- Je voulais seulement savoir si, sur cette terre d'Israël où vous voulez aller, ils voudront aussi de moi.
- Ils te prendront sûrement, dit Mottel. Je te ferais un mot de recommandation, et tu n'auras pas besoin de changer de nom, ni de te faire circoncire. [...]
On entendit la grosse voix de Pavel:
- Écoute-moi, le russe: le nom n'a aucune importance, mais fais-toi circoncire. Profite de l'occasion. Ce n'est pas tellement une affaire de pacte avec Dieu, c'est plutôt comme pour les pommiers. Si on les taille au bon moment, ils poussent bien droit et donnent plus de pommes.
Rokhélé la Noire eut un long rire nerveux; Bella se dressa toute rouge et déclara qu'elle n'avait pas fait des kilomètres et des kilomètres et couru tant de dangers pour entendre des propos pareils. Piotr regardait autour de lui, intimidé et gêné.
Puis, sérieuse comme toujours, Line parla à son tour:
- Bien sûr qu'ils te prendront, même sans la recommandation de Mottel. Mais pourquoi veux-tu venir avec nous?
- Eh bien, commença de dire Piotr, encore plus gêné, les raisons sont nombreuses...
Il leva la main, le petit doigt en l'air, comme font les russes quand ils commencent à compter:
- Premièrement...
- Premièrement? répéta Dov, encourageant.
- Premièrement je suis croyant, dit Piotr, avec le sourire de celui qui a trouvé un bon argument.
- Got, scenk mir an òysred! cita Mottel en yiddish.
Ils éclatèrent de rire, Piotr les regarda, froissé.
- Qu'est-ce que tu as dit? demanda-t-il à Mottel.
- C'est une façon de dire à nous. Ça se traduit par: «Seigneur Dieu, envoie-moi une bonne excuse.» Tu ne vas tout de même pas nous faire croire que tu veux rester avec nous parce que tu crois au Christ? Tu es partisan et communiste, et tu n'as pas tellement l'air de croire au Christ. Et puis on ne croit pas au Christ, nous autres; et on ne croit même pas tous en Dieu.

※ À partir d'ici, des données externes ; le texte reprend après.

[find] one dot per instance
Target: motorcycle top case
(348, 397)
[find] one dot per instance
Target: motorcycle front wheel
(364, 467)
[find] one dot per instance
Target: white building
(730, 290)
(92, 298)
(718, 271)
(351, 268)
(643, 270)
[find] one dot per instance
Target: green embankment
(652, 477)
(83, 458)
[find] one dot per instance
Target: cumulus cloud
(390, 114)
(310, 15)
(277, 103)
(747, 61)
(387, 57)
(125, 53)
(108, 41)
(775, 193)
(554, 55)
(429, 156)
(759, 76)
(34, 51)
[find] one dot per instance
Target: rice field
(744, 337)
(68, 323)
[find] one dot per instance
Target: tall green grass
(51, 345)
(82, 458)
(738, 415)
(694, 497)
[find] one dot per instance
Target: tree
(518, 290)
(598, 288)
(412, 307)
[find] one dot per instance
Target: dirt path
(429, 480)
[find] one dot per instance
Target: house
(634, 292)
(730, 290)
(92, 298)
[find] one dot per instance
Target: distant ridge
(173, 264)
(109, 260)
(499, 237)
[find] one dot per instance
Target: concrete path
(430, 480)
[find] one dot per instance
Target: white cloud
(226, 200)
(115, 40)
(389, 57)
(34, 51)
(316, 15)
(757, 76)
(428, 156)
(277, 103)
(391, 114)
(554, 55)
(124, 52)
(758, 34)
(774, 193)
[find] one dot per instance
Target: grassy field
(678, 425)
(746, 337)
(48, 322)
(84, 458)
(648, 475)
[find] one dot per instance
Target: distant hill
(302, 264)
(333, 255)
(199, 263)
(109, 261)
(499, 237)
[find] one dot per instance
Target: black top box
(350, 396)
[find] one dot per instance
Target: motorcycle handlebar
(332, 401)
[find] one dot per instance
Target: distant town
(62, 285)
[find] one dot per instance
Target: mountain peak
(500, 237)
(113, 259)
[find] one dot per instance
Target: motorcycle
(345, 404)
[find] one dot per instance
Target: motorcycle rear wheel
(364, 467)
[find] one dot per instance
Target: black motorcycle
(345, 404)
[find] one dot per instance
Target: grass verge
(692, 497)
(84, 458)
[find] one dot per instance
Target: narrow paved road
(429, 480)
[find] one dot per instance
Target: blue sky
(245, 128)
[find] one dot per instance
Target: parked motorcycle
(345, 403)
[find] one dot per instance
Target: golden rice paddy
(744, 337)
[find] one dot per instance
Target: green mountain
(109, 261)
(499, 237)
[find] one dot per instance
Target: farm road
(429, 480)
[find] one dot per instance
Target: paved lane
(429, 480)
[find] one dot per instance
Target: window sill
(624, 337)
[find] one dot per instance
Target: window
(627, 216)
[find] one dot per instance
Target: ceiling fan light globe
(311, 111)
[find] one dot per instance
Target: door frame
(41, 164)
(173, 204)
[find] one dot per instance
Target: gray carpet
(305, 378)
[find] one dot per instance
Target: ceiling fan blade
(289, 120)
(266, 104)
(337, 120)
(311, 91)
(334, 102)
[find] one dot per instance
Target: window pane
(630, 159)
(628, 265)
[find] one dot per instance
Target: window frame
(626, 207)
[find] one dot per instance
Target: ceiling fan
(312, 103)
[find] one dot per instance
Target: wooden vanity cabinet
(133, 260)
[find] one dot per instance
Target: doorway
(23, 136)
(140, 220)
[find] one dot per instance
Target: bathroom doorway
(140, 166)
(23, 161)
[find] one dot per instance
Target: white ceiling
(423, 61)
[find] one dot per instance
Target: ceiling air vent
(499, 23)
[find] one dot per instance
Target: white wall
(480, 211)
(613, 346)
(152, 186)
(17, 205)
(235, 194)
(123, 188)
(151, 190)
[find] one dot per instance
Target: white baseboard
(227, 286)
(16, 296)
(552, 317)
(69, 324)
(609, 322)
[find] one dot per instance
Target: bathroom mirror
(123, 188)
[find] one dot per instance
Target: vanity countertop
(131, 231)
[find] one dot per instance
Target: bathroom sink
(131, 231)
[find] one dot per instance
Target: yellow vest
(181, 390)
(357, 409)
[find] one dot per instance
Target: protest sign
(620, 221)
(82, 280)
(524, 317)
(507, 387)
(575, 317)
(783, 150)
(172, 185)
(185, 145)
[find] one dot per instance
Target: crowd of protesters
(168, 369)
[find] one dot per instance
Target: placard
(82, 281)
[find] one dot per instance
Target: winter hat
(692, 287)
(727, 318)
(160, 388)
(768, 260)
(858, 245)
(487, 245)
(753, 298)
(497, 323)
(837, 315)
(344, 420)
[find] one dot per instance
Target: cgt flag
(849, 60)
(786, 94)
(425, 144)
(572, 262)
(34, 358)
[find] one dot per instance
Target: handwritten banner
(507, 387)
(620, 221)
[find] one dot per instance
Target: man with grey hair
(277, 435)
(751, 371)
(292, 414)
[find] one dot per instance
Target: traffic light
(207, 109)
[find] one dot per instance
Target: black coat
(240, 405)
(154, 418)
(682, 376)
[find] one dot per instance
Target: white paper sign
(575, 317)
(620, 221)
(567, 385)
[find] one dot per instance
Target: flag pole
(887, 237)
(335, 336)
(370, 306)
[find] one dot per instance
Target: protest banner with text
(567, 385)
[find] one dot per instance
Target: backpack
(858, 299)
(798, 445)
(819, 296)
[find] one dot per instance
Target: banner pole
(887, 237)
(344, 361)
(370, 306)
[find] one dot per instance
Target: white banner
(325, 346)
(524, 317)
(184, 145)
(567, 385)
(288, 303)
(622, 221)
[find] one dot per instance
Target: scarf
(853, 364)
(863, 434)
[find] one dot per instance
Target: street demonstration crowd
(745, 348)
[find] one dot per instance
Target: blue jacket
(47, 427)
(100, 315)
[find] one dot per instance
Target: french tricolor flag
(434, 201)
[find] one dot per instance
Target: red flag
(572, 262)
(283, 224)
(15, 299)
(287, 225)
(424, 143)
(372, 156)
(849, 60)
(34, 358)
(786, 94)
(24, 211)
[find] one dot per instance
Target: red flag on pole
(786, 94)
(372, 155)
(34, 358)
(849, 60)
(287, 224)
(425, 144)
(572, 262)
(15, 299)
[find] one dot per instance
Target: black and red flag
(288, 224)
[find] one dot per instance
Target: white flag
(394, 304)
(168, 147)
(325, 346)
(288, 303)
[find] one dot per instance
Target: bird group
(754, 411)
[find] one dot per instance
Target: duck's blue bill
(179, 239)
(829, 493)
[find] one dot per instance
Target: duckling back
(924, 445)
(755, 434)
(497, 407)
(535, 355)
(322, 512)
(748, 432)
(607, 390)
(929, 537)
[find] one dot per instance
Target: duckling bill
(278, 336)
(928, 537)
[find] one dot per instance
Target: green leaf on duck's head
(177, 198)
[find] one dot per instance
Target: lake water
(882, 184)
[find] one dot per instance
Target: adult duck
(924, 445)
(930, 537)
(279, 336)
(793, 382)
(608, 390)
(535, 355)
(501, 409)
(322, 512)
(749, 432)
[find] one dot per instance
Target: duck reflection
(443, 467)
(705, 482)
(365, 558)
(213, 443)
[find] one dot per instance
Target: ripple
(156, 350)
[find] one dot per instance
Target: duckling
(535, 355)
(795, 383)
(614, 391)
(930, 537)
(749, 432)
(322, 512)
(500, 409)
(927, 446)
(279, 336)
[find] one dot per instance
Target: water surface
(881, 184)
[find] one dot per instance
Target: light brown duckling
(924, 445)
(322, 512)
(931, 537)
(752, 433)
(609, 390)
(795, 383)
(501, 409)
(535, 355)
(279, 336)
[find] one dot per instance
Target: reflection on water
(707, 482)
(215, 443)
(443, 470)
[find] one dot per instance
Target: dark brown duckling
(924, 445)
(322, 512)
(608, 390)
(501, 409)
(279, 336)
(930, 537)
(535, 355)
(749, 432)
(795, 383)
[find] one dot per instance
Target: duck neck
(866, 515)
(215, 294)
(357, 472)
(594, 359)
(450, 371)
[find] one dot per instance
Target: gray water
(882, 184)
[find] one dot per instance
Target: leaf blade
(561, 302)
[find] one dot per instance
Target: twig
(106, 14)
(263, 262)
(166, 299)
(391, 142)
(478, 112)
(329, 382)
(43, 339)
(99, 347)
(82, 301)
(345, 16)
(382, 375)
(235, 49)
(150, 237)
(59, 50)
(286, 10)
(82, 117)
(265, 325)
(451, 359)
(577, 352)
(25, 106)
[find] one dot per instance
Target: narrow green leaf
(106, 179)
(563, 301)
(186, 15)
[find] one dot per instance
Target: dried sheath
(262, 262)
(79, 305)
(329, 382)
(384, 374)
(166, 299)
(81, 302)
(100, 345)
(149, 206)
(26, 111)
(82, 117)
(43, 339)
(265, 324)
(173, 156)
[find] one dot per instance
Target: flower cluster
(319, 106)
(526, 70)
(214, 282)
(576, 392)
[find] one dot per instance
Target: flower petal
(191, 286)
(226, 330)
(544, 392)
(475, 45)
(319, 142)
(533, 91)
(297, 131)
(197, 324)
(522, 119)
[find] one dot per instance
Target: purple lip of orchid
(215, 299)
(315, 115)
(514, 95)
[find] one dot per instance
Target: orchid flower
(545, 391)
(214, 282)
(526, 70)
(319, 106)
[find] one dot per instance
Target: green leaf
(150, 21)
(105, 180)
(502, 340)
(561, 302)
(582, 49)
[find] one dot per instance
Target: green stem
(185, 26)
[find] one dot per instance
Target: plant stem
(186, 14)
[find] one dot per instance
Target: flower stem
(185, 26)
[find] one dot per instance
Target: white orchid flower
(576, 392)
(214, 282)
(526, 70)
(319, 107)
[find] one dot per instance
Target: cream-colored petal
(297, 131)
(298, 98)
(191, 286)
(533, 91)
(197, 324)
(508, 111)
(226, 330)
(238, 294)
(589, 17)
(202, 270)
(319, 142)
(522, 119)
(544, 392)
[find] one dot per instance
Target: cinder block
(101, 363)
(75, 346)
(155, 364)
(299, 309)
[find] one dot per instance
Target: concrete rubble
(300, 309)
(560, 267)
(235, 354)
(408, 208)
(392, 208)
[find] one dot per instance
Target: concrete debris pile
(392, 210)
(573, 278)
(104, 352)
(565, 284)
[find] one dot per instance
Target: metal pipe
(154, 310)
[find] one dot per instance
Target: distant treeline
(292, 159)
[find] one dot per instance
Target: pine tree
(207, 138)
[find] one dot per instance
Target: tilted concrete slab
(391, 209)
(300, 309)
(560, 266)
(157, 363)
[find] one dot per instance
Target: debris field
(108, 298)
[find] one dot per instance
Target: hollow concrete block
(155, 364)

Piotr le croyant proféra en russe quelques injures bien senties et reprit:
- Vous compliquez les choses comme personne. Bon, je ne sais peut-être pas vous expliquer, mais c'est vraiment ça. Je veux rester avec vous parce que je crois au Christ, et allez tous vous faire voir avec vos distinctions.
Il se leva, l'air offensé, et se dirigea vers la porte d'un pas décidé, comme pour partir, mais il fit demi-tour:
- Et j'ai encore une bonne dizaine de raisons de rester avec votre bande de crétins. Parce que je veux voir le monde. Parce que je me suis disputé avec Oulybine. Parce que j'ai déserté, et que s'ils me prennent ça finira mal pour moi. Parce que j'ai baisé vos putes de mères, et parce que...
Quand il en fut là, on vit Dov courir vers lui comme s'il voulait lui sauter dessus, mais, au contraire, il le serra dans ses bras, et les deux hommes se martelèrent le dos de coups de poing affectueux.»